It sounds like GPS, and thus a GPS-based stratum 1 server, uses these time servers, but they were successfully failed over:
> Jeff finished off the email mentioning the US GPS system failed over successfully to the WWV-Ft. Collins campus. So again, for almost everyone, there was zero issue, and the redundancy designed into the system worked like it's supposed to.
So failures in these systems are potentially correlated.
The author mentions another solution. Apparently he runs his own atomic clock. I didn’t know this was a thing an individual could do.
> But even with multiple time sources, some places need more. I have two Rubidium atomic clocks in my studio, including the one inside a fancy GPS Disciplined Oscillator (GPSDO). That's good for holdover. Even if someone were jamming my signal, or my GPS antenna broke, I could keep my time accurate to nanoseconds for a while, and milliseconds for months. That'd be good enough for me.
Atomic clocks cover a pretty big range of performance nowadays.
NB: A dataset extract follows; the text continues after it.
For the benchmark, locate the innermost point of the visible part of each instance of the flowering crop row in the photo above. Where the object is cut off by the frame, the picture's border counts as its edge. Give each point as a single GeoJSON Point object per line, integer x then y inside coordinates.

You can pick up a used but serviceable rubidium frequency reference for a few hundred dollars but the difference between it and the top of the line clocks is almost as big as the difference between a it and a good pendulum clock.
The CSACs that I have in a couple devices are 'atomic', and use Rubidium, but they're a bit lower accuracy than Cesium clocks [1] or Hydrogen Masers [2].